Хоуден хмыкнул, вспоминая.
— Да, помню. Он был возмущен, и не могу сказать, что я виню его. Это не было в то время, когда Эйзенхауэр выступил с речью, в которой называл Канаду республикой?
Лексингтон, улыбнувшись, кивнул.
Джеймс Хоуден опустился в мягкое кресло.
— Прошлым вечером они нас, безусловно, одурачили, — заметил он. — Раз уж они решили перестроиться и быть учтивыми, то хотя бы делали это потоньше.
Глаза Артура Лексингтона засверкали на круглом красном лице над вечно аккуратно повязанной бабочкой. Порой, думал Хоуден, министр внешних сношений походил на школьного учителя, привыкшего твердой рукой, но терпеливо управлять маленькими буйными мальчишками. Быть может, поэтому он всегда казался и будет казаться молодым, несмотря на то что годы наступали на него, как и на всех них.
— Утонченность и Госдепартамент живут в разных домах, — сказал Лексингтон. — Я, знаете ли, всегда считал, что американская дипломатия идет двумя путями — задумывая насилие либо готовясь стать его жертвой.
Премьер-министр рассмеялся.
— А как обстоит дело сейчас?
Он всегда получал удовольствие от времени, проведенного вдвоем с Лексингтоном. Они давно были верными друзьями, всецело доверявшими друг другу. Одной из причин, возможно, было то, что между ними не существовало конкуренции. Другие члены кабинета открыто или скрыто жаждали стать премьер-министрами, Артур же Лексингтон, как хорошо знал Хоуден, таких амбиций не имел.
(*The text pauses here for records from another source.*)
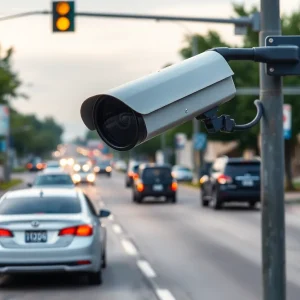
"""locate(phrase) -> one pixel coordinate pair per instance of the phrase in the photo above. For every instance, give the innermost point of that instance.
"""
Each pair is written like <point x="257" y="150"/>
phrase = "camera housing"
<point x="135" y="112"/>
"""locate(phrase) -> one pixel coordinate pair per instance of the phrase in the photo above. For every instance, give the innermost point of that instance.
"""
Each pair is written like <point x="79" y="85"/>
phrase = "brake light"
<point x="223" y="179"/>
<point x="81" y="230"/>
<point x="174" y="186"/>
<point x="84" y="230"/>
<point x="140" y="187"/>
<point x="39" y="166"/>
<point x="5" y="233"/>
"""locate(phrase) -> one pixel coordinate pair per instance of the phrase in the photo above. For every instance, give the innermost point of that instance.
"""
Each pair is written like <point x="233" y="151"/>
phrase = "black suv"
<point x="231" y="180"/>
<point x="154" y="181"/>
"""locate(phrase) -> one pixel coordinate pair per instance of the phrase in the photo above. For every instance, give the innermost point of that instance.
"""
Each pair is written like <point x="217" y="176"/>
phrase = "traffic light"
<point x="63" y="14"/>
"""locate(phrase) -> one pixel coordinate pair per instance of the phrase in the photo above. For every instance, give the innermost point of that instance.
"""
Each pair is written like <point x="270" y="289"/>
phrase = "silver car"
<point x="181" y="173"/>
<point x="53" y="179"/>
<point x="51" y="230"/>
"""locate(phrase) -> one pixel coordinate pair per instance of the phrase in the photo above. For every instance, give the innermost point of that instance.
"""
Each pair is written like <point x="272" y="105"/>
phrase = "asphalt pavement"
<point x="170" y="251"/>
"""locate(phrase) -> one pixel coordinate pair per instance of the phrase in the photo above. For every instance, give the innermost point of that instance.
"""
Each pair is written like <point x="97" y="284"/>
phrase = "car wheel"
<point x="104" y="261"/>
<point x="216" y="202"/>
<point x="95" y="278"/>
<point x="172" y="199"/>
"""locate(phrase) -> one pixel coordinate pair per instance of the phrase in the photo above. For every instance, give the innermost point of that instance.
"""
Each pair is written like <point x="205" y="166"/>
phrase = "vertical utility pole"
<point x="196" y="124"/>
<point x="272" y="168"/>
<point x="163" y="146"/>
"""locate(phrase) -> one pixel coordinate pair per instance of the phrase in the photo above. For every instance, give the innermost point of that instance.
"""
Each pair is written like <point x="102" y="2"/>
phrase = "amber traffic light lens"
<point x="63" y="8"/>
<point x="63" y="23"/>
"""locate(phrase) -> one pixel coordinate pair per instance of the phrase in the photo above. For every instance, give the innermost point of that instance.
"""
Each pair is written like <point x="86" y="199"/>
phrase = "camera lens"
<point x="116" y="123"/>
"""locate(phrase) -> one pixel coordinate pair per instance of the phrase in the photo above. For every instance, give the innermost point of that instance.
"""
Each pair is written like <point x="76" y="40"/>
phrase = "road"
<point x="170" y="251"/>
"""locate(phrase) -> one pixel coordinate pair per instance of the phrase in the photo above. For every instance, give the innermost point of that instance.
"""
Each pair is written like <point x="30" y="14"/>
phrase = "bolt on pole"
<point x="272" y="166"/>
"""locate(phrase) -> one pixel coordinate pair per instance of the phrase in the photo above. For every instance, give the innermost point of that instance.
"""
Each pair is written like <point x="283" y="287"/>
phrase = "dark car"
<point x="131" y="174"/>
<point x="231" y="180"/>
<point x="36" y="164"/>
<point x="103" y="167"/>
<point x="154" y="181"/>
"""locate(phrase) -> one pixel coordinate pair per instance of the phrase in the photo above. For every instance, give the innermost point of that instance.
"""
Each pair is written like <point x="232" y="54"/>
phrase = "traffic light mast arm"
<point x="25" y="14"/>
<point x="252" y="21"/>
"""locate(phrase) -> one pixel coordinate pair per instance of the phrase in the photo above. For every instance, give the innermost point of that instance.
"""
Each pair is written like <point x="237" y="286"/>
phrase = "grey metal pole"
<point x="272" y="167"/>
<point x="163" y="146"/>
<point x="196" y="124"/>
<point x="7" y="167"/>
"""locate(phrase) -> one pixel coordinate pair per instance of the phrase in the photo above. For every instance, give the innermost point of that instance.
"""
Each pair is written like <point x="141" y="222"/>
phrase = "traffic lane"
<point x="121" y="280"/>
<point x="193" y="249"/>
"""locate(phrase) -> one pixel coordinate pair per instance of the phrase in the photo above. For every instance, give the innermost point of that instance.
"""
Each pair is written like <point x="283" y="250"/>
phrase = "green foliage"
<point x="9" y="80"/>
<point x="33" y="136"/>
<point x="29" y="134"/>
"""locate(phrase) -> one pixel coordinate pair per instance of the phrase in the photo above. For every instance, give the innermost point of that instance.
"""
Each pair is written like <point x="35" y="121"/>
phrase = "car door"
<point x="216" y="171"/>
<point x="101" y="230"/>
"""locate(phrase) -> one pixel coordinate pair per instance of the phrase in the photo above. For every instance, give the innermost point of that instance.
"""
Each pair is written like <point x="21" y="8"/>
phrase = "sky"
<point x="61" y="70"/>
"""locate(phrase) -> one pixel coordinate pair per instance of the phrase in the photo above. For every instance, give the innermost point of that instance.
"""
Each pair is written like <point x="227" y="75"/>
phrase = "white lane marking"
<point x="164" y="294"/>
<point x="129" y="248"/>
<point x="117" y="229"/>
<point x="146" y="268"/>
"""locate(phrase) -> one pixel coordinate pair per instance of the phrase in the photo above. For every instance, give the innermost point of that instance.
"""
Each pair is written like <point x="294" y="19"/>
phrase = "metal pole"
<point x="163" y="146"/>
<point x="7" y="168"/>
<point x="272" y="167"/>
<point x="196" y="124"/>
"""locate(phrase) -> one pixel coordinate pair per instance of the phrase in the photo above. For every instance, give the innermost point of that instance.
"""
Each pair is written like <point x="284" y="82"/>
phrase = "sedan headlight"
<point x="76" y="178"/>
<point x="91" y="177"/>
<point x="76" y="167"/>
<point x="96" y="169"/>
<point x="63" y="162"/>
<point x="70" y="161"/>
<point x="85" y="167"/>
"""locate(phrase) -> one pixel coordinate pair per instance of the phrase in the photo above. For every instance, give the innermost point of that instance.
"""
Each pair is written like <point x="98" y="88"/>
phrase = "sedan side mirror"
<point x="104" y="213"/>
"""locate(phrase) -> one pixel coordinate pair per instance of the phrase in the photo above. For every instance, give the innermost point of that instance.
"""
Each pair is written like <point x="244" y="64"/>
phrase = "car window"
<point x="161" y="173"/>
<point x="135" y="169"/>
<point x="53" y="179"/>
<point x="90" y="205"/>
<point x="252" y="168"/>
<point x="40" y="205"/>
<point x="183" y="169"/>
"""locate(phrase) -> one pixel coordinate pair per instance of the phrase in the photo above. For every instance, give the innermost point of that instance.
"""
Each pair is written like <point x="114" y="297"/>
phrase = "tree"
<point x="9" y="80"/>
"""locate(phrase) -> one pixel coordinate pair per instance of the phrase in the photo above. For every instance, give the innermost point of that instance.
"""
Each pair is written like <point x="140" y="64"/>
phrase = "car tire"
<point x="95" y="278"/>
<point x="216" y="201"/>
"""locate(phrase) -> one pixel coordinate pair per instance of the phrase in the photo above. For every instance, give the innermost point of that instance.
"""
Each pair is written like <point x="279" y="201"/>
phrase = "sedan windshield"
<point x="53" y="179"/>
<point x="39" y="205"/>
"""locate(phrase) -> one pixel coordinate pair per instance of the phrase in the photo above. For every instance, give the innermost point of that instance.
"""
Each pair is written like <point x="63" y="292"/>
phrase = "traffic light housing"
<point x="63" y="16"/>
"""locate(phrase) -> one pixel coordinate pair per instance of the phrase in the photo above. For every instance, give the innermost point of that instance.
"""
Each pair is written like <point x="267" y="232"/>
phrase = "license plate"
<point x="158" y="188"/>
<point x="247" y="182"/>
<point x="35" y="236"/>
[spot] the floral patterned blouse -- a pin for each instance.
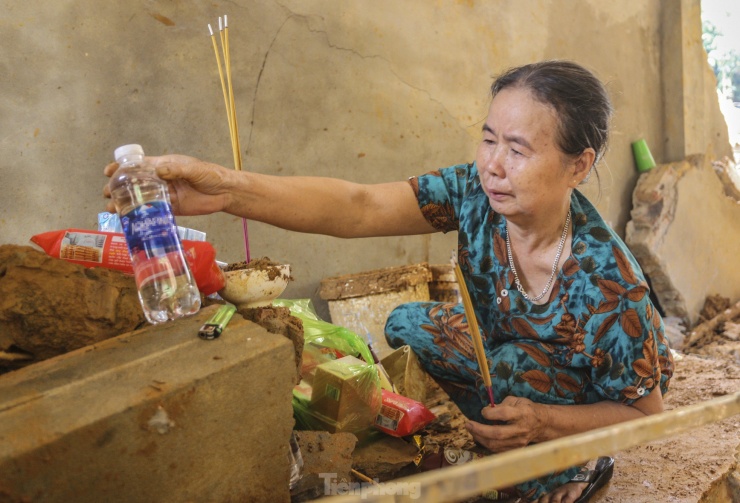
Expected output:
(599, 318)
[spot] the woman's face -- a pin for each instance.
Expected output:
(522, 170)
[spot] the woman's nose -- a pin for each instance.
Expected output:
(495, 161)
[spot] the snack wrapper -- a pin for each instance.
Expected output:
(109, 250)
(400, 416)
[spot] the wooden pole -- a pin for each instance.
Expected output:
(457, 483)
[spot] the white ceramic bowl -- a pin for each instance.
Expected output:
(255, 287)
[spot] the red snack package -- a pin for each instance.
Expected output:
(109, 250)
(400, 416)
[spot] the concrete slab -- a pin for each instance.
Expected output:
(152, 415)
(684, 233)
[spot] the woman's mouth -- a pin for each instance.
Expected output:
(497, 196)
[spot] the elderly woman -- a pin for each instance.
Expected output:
(571, 336)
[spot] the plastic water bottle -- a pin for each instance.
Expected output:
(166, 286)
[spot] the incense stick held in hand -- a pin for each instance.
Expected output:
(480, 352)
(228, 92)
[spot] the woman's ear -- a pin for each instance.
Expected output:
(582, 166)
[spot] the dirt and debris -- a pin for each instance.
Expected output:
(49, 306)
(278, 320)
(698, 466)
(325, 455)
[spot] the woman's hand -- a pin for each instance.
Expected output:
(517, 423)
(196, 187)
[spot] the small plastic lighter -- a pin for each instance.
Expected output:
(212, 328)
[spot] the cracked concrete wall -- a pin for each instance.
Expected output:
(367, 91)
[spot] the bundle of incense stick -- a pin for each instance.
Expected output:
(480, 352)
(228, 92)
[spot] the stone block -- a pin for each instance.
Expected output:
(152, 415)
(362, 302)
(683, 233)
(49, 306)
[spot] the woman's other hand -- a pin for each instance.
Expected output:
(517, 423)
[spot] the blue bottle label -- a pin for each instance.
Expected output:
(150, 231)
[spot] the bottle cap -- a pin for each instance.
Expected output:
(127, 151)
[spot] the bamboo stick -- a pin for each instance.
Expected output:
(480, 352)
(457, 483)
(227, 89)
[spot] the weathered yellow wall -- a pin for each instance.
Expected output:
(370, 91)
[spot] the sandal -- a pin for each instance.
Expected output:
(596, 478)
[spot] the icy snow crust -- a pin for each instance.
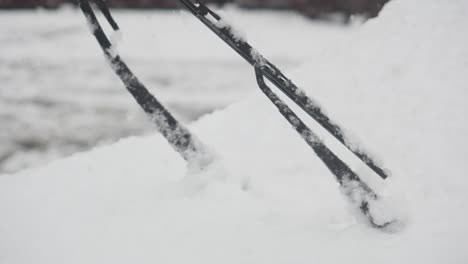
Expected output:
(399, 83)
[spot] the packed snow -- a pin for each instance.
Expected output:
(398, 83)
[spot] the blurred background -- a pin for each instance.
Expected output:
(58, 96)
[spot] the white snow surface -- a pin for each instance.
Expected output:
(398, 83)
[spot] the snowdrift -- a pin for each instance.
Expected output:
(398, 83)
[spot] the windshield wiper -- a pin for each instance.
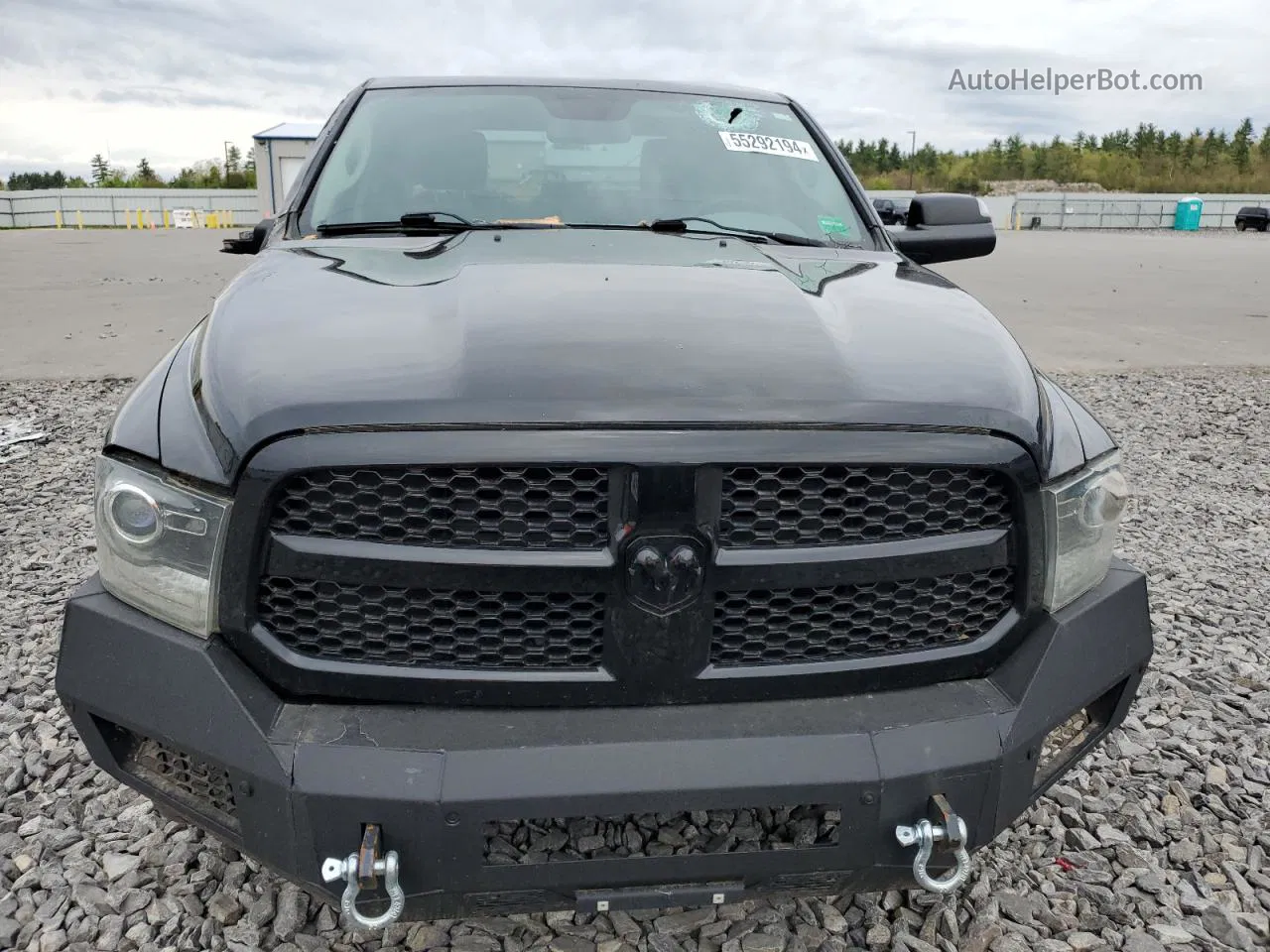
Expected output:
(422, 222)
(780, 238)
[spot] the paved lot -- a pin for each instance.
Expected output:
(105, 302)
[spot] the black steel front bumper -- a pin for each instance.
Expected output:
(307, 777)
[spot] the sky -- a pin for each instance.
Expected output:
(173, 80)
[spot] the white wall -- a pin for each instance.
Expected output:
(118, 207)
(277, 163)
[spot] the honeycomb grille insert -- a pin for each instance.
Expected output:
(833, 506)
(185, 777)
(479, 507)
(873, 620)
(435, 629)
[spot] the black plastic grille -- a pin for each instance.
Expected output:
(871, 620)
(476, 507)
(185, 777)
(435, 629)
(833, 506)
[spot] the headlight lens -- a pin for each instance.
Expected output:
(1082, 515)
(159, 543)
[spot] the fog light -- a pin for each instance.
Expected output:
(135, 515)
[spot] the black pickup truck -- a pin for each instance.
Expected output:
(1252, 217)
(584, 502)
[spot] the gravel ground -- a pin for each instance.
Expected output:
(1160, 841)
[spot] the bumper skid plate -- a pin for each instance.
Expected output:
(662, 806)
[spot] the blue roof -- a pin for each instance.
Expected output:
(291, 130)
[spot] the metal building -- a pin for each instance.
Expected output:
(280, 154)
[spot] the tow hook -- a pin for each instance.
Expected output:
(951, 834)
(359, 871)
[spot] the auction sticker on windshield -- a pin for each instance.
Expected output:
(769, 145)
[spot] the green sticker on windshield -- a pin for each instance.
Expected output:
(832, 226)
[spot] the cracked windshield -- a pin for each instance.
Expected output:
(594, 158)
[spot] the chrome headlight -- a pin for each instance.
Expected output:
(159, 543)
(1082, 515)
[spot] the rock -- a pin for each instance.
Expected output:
(119, 865)
(762, 942)
(261, 911)
(1142, 942)
(479, 942)
(1084, 941)
(1170, 934)
(291, 910)
(425, 937)
(833, 920)
(91, 898)
(1257, 923)
(685, 923)
(1021, 909)
(223, 909)
(878, 936)
(1224, 927)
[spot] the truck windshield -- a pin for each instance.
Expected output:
(598, 158)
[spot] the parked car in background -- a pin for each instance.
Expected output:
(1251, 216)
(890, 212)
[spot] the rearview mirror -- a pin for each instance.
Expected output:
(248, 243)
(947, 227)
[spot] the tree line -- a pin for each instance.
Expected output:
(232, 173)
(1147, 159)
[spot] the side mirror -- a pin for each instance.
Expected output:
(947, 227)
(248, 243)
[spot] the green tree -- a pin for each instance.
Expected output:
(1241, 146)
(145, 176)
(100, 169)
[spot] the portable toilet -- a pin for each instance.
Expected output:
(1189, 211)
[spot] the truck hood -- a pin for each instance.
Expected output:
(572, 327)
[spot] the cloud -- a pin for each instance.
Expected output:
(178, 77)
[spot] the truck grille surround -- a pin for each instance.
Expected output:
(504, 583)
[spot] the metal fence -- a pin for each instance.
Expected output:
(1123, 211)
(125, 207)
(137, 207)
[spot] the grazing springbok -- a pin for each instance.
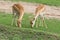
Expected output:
(18, 10)
(39, 12)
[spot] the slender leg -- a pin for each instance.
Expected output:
(14, 16)
(43, 22)
(20, 19)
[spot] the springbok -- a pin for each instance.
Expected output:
(18, 10)
(39, 12)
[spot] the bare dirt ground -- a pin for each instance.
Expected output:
(50, 11)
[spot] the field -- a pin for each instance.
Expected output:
(48, 2)
(8, 32)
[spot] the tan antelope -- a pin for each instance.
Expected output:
(39, 12)
(18, 10)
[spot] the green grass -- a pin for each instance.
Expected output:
(9, 32)
(48, 2)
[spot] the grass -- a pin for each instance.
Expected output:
(48, 2)
(9, 32)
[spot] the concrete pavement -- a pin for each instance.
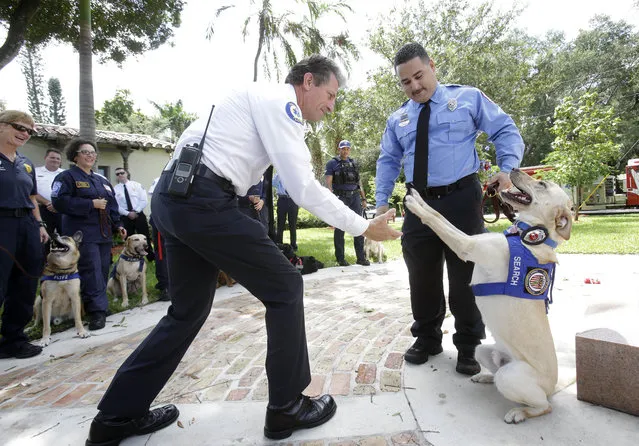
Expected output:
(358, 321)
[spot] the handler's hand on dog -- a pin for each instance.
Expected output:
(379, 230)
(99, 203)
(503, 179)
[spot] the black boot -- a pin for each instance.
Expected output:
(303, 413)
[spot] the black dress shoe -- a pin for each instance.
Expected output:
(21, 350)
(418, 353)
(302, 414)
(110, 431)
(97, 321)
(467, 364)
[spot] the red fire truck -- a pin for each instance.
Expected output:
(620, 191)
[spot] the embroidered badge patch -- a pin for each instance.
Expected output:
(293, 112)
(55, 189)
(536, 281)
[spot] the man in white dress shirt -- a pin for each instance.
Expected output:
(132, 199)
(44, 177)
(253, 127)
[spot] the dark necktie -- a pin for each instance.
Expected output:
(420, 166)
(129, 205)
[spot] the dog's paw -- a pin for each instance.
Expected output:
(516, 415)
(483, 378)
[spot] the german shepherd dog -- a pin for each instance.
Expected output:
(60, 286)
(129, 272)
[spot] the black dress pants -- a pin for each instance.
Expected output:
(203, 234)
(424, 254)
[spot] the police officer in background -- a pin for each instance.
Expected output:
(21, 235)
(342, 177)
(132, 200)
(253, 127)
(433, 134)
(45, 176)
(87, 203)
(286, 208)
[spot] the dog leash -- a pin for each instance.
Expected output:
(497, 203)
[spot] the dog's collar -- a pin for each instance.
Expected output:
(61, 277)
(531, 235)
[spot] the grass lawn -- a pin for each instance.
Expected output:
(609, 234)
Собственно, Лексингтон скорее всего до сих пор был бы послом, радуясь возможности в свободное время уделять внимание двум своим хобби — а он любил собирать марки и заниматься орнитологией, — если бы Хоуден не убедил его несколько лет назад уйти с дипломатического поприща и вступить в партию, а затем стать и членом кабинета министров. Преданность и сильно развитое чувство долга держали его там с тех пор, но он не делал тайны из своего желания в один прекрасный день вернуться из публичной жизни в частную.
Лексингтон походил по длинному гранатового цвета ковру, прежде чем ответить на вопрос премьер-министра. Затем остановился и сказал:
— Как и вы, я не хочу, чтобы меня насиловали.
— Но найдется немало людей, которые скажут, что это уже произошло.